Quindi sono qui a dire che questo libro è davvero un piccolo gioiellino e non so nemmeno io come spiegarlo, dato che le chiavi di lettura sono molteplici e su vari livelli. Residenza Arcadia parla di umanità ed è un continuo altalenarsi di emozioni diverse, dato che si tocca le vette più alte così come le meschinità più basse dell'essere umano, in cui, dopo un facile giudizio iniziale, è facile immedesimarsi, perché siamo tutti una commistione di bene e male.
Gli stessi personaggi, che nelle prime pagine sembrano, sì, simpatici, ma anche parecchio stereotipati, si approfondiscono ad ogni pagina e acquisiscono tridimensionalità, il loro presente si arricchisce con la presa di coscienza del loro passato, spesso doloroso, ma che non impedisce loro di inciampare nei propri passi commettendo sempre gli stessi errori. E la rabbia, l'indignazione, si uniscono alla pietà. Alcuni passaggi sono davvero commoventi.

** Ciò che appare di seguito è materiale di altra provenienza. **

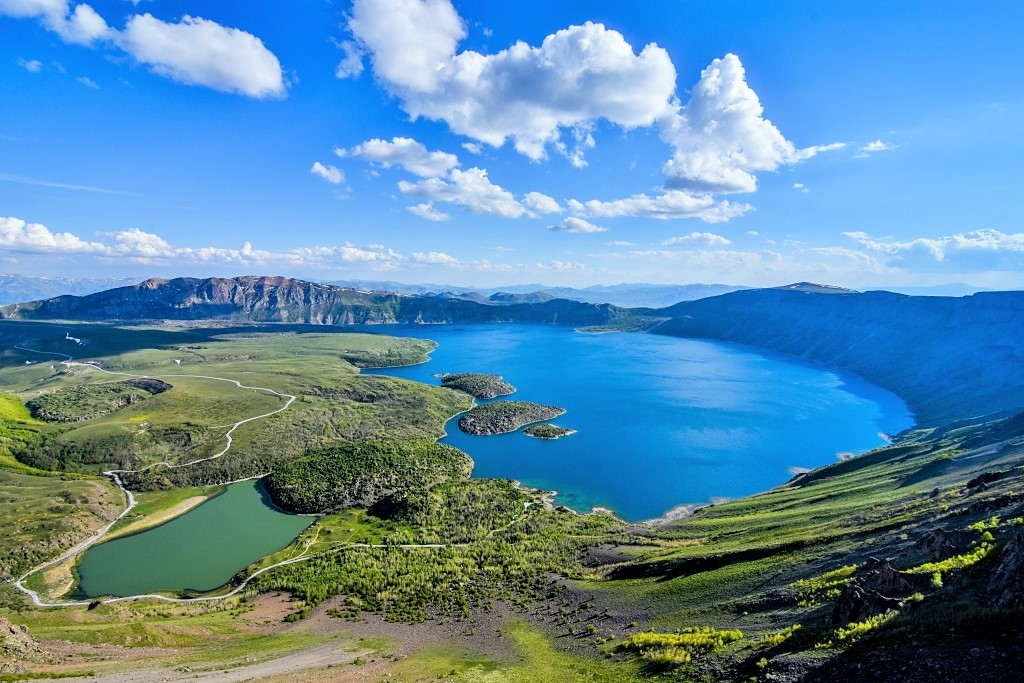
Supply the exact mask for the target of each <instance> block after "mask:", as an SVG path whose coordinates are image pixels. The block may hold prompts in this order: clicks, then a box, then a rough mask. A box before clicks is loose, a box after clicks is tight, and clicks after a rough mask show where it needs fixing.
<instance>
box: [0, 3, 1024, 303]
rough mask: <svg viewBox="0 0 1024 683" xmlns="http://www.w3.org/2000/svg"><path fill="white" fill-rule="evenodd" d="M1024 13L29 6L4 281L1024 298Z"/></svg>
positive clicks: (881, 3)
mask: <svg viewBox="0 0 1024 683" xmlns="http://www.w3.org/2000/svg"><path fill="white" fill-rule="evenodd" d="M1022 35H1024V6H1022V5H1021V3H1018V2H1011V1H1009V0H1008V1H1006V2H998V1H997V2H987V3H964V2H943V1H937V0H929V1H921V2H899V3H893V2H872V1H858V2H840V1H837V2H826V3H822V2H811V1H810V0H808V1H803V2H795V1H794V2H770V3H769V2H730V1H727V0H726V1H722V0H718V1H715V2H696V1H694V2H672V3H668V2H660V1H651V0H635V1H633V2H629V3H625V2H623V3H617V2H615V3H612V2H606V3H593V2H583V1H580V2H550V1H548V2H517V3H499V2H454V3H453V2H450V1H449V0H354V1H337V2H326V1H317V0H310V1H308V2H300V3H274V2H267V3H251V2H228V1H220V2H199V1H197V0H191V1H188V0H183V1H180V2H177V1H170V0H137V1H132V0H105V1H104V0H95V1H94V2H91V3H89V4H85V3H75V2H68V0H0V38H2V39H0V101H2V102H3V104H2V106H0V270H4V271H9V272H22V273H25V274H45V275H97V276H101V275H137V276H150V275H164V276H168V275H179V274H190V275H211V274H217V275H231V274H242V273H268V274H269V273H273V274H288V275H295V276H306V278H315V279H321V280H340V279H372V280H397V281H402V282H410V283H414V282H415V283H420V282H433V283H452V284H457V285H476V286H499V285H508V284H517V283H544V284H551V285H573V286H583V285H592V284H614V283H622V282H653V283H680V284H684V283H694V282H720V283H729V284H742V285H752V286H770V285H780V284H784V283H788V282H795V281H801V280H810V281H815V282H824V283H830V284H837V285H843V286H849V287H855V288H866V287H874V286H929V285H938V284H943V283H952V282H964V283H969V284H971V285H973V286H976V287H981V288H990V289H1011V288H1022V287H1024V225H1022V219H1021V215H1022V213H1021V210H1020V198H1021V197H1024V171H1022V169H1021V164H1020V160H1021V159H1022V157H1024V87H1021V83H1022V82H1024V81H1022V77H1021V74H1024V51H1022V50H1021V49H1020V38H1021V36H1022Z"/></svg>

Il finale io lo interpreterei come dolce amaro, c'è speranza per il futuro, per le nuove generazioni, ma non riusciamo a condividerne la spensieratezza. Speriamo che non commettano gli stessi errori dei loro padri, speriamo che riescano ad espiare i loro sbagli passati. Ma saranno pronti? La loro storia personale, la storia delle loro famiglie e la Storia glielo permetterà?